With the group functionality, you could think that WhatsApp has become a bit like a forum, but it hasn’t really. This is where Rooms, the new Facebook standalone app, takes a stance. Rooms wants to be an open space for people to discuss on a topic that brings them together. And it does that by giving users the chance to use an alias and avoid their true identity (Facebook’s) to be seen, since they plan to use the FB login.
We still have to see if Rooms, the new Facebook independent app venture, will be able to handle complex forums with different threads, long answers and so on. Will there be a way to see all this in a web browser? because the typing experience in a mobile device is very poor as we know it…
Did Skype miss the chance to become the WhatsApp?
Another player providing chat services is Skype. Skype started with voice, that was their killing proposition (like chat was for WhatsApp). Now Skype has a rather good chat client, and WhatsApp seems to have plans to launch a voice service. It seems Skype is taking a different path with other cooldevelopments such as real-time translation http://www.engadget.com/2014/11/03/skype-translator-preview/
Forums and Social Networks
The rise and success of Facebook and Twitter changed the Internet ecosystem of communities, that were mainly expressed through forums and blogs. Social networks have thoroughly developed the concept of real-time feed, as opposed to static categories and updates on topics. So what you see when you enter in a social network is a timeline of news. If you don’t check it often, it will be a loooong list of items. But there is no taxonomy or categorization of topics, there are no threads or anything similar that really helps keeping things tidy and searchable like in forums.
So, no, social networks are no replacement to forums at all. But they do offer a sense of community, and they keep users busy browsing the timelines. Besides, posts can be commented with comments and nested comments, so they can host interesting discussions like in forums. But they are quickly sank in the timeline, and difficult to bring back. Whereas forums emphasize the idea of a keeping alive old threads and making past info easy to fetch, the social networks put their emphasis on the fact of being fast-info (like fast-food) that needs to be consumed quickly or it will vanish and get lost. Social networks in a way foster a stressful way of consuming information.
Another solution to control the noise and concerns about privacy in Facebook has been the idea of creating vertical networks, i.e. social networks devoted to one community or one topic.
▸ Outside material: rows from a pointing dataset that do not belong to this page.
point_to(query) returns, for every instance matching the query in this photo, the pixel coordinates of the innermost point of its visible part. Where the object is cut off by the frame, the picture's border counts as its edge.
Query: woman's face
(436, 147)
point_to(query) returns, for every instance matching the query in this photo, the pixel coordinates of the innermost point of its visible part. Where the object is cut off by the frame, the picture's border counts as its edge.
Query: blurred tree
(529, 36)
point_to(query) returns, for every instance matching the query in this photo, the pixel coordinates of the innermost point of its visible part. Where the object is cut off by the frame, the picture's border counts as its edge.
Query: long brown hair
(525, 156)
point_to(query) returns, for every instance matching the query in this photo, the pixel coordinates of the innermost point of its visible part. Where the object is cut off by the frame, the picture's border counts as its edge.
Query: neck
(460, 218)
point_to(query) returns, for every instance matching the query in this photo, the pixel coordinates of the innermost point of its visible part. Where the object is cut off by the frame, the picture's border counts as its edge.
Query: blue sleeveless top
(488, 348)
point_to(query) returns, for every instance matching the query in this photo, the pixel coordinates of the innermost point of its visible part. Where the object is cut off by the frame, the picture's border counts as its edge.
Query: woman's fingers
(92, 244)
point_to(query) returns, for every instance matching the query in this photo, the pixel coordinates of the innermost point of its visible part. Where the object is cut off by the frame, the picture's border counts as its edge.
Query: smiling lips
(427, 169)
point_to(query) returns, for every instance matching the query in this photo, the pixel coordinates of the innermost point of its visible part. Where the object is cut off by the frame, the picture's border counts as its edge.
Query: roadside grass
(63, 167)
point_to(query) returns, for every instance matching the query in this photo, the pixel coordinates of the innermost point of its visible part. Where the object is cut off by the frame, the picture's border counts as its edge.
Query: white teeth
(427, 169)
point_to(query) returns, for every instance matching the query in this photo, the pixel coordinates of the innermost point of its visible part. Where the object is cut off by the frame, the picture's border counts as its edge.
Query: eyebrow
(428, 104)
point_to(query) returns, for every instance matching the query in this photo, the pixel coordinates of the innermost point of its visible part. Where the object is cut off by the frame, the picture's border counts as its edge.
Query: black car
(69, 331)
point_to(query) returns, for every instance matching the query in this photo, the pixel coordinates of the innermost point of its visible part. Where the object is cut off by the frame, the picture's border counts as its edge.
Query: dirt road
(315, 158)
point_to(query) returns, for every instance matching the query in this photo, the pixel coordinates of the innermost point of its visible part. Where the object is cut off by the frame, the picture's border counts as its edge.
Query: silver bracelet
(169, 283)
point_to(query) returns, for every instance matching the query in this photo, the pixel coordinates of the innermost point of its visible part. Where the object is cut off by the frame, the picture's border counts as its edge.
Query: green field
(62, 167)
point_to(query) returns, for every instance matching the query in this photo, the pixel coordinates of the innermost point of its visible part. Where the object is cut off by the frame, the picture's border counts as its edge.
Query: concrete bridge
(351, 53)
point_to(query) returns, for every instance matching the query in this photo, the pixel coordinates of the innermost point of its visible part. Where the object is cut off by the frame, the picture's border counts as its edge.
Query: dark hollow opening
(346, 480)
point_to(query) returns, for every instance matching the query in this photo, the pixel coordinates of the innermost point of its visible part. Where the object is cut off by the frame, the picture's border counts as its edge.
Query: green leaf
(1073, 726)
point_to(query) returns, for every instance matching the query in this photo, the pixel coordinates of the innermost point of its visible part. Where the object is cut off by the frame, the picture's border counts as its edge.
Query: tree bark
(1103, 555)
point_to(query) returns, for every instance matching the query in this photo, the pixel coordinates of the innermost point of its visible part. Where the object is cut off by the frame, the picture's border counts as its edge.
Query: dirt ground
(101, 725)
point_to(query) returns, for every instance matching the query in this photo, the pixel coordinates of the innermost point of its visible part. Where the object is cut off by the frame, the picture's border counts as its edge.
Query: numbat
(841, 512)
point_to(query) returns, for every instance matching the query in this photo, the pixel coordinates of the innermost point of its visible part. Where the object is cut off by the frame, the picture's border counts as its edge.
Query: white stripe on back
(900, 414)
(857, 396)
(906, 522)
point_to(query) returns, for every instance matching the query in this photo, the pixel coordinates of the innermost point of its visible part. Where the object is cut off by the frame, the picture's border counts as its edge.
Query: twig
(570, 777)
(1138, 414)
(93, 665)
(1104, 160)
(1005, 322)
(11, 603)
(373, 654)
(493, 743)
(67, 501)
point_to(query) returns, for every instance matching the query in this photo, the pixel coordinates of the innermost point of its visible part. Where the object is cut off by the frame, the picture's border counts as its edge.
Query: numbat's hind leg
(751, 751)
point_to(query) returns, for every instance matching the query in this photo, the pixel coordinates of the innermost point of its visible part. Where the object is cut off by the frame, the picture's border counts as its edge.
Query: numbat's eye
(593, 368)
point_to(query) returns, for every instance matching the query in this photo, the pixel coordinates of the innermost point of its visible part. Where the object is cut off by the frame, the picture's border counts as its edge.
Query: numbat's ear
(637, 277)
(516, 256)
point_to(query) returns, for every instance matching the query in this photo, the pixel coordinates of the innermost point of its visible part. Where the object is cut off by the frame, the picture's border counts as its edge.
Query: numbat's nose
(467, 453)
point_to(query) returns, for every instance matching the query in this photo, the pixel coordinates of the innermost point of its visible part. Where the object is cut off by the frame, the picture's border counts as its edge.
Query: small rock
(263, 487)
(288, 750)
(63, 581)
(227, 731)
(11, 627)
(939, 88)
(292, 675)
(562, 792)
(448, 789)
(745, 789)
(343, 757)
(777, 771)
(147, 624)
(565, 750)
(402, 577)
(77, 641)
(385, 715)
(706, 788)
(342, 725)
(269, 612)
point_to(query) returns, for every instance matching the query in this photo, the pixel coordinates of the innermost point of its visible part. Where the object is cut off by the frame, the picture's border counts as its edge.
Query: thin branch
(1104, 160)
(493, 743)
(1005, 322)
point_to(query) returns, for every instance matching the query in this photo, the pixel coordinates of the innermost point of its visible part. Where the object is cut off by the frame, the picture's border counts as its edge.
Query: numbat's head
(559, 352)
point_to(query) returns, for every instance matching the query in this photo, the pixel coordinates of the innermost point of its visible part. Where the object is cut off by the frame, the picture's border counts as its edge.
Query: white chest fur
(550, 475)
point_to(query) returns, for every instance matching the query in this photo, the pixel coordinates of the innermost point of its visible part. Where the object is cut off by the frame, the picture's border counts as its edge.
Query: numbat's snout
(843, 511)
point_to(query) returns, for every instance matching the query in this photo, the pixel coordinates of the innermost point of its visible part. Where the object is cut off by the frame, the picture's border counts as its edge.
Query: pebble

Platforms such as Ning, or the social network plugin for WordPress BudyPress.
But not everything has been negative for the forums. The highest value that these social media have given to forums are the login plugins. In a crowded Internet, where everyone is competing for your attention, and users are tired of creating a new user for every service, the possibility to get new users that can log in with their existing Facebook/Twitter/Google+/LinkedIn credentials is a game changers. Many times they will not need even to enter the username password if they are already logged in the social networks in the same computer.
So what is our conclusion? we wanted to review different solutions and trends that have been happening in the Internet since it’s inception, in order to give an idea of how the usability and available technologies at each moment try to solve the need for group organised communication. Here at Dilmot, as you probably know, we develop a live Q&A platform that resembles a bit of all of the above solutions. Today Dilmot is aimed at solving the need for one-to-many communication, with moderated questions. And we focus on the functionality of having a remote guest answering in real-time. But there are “feature hacks” that allow our users to make many different uses of the tool. We will continue editing this document and improving it’s vision and conclusions. Thanks for reading.